Cortex-A9 MMU TEX Bit Configuration and L2 Cache Bypass Challenges
The Cortex-A9 processor, commonly used in heterogeneous multi-core systems, presents unique challenges when configuring the Memory Management Unit (MMU) for cache coherency and memory isolation. In systems where one core runs a full-fledged operating system like Linux with access to both L1 and L2 caches, and another core runs a real-time operating system like FreeRTOS with access only to L1 cache, the MMU configuration becomes critical. The primary issue revolves around the TEX (Type Extension) bits in the MMU table entries, which control memory attributes such as cacheability and shareability. Specifically, the TEX[2:0] bits determine whether memory regions are cached, non-cached, or strongly ordered, and how they interact with the L1 and L2 caches.
In the described scenario, CPU0 (running Linux) has access to both L1 and L2 caches, while CPU1 (running FreeRTOS) is intended to operate with only L1 cache, bypassing the L2 cache entirely.

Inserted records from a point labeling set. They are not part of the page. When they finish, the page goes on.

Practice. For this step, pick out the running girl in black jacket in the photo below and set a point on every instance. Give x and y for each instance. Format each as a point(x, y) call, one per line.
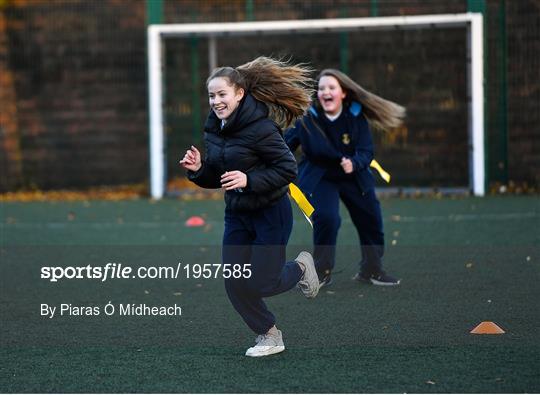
point(338, 150)
point(247, 156)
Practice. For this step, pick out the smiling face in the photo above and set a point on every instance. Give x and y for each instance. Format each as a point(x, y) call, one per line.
point(223, 97)
point(330, 95)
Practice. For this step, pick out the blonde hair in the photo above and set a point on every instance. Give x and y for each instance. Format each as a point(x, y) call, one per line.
point(285, 88)
point(381, 113)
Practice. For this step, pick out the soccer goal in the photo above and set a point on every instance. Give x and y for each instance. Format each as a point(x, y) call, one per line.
point(471, 22)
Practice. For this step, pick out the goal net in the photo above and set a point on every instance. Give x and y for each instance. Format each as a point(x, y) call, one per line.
point(431, 64)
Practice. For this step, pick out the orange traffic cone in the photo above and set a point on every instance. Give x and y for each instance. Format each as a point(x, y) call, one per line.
point(487, 328)
point(195, 221)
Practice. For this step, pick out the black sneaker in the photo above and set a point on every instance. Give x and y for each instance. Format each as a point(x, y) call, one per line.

The goal is to ensure that CPU1 remains isolated from cache coherency mechanisms, treating DDR memory as the single source of truth for shared data. However, the configuration of the TEX bits and the behavior of the L2 cache controller raise questions about whether CPU1 can truly bypass the L2 cache. The TEX[2:0] setting of 100, combined with specific C (Cacheable) and B (Bufferable) bits, is intended to limit caching to L1 only. However, the physical presence of the L2 cache, enabled by CPU0, introduces ambiguity about whether CPU1’s memory accesses are truly bypassing the L2 cache or inadvertently interacting with it.
Misconfigured TEX Bits and SMP Coherency Settings
The root cause of the issue lies in the interplay between the TEX bit configuration, the SMP (Symmetric Multiprocessing) bit in the ACTLR (Auxiliary Control Register), and the L2 cache controller’s behavior. The TEX[2:0] setting of 100 with C=1 and B=1 is designed to enable L1 caching while bypassing the L2 cache. However, this configuration assumes that the L2 cache controller will honor the TEX settings and not cache any data for CPU1. In reality, the L2 cache controller may still cache data for CPU1 if the SMP bit in the ACTLR is set, indicating that the Cortex-A9 processor is part of a coherency domain.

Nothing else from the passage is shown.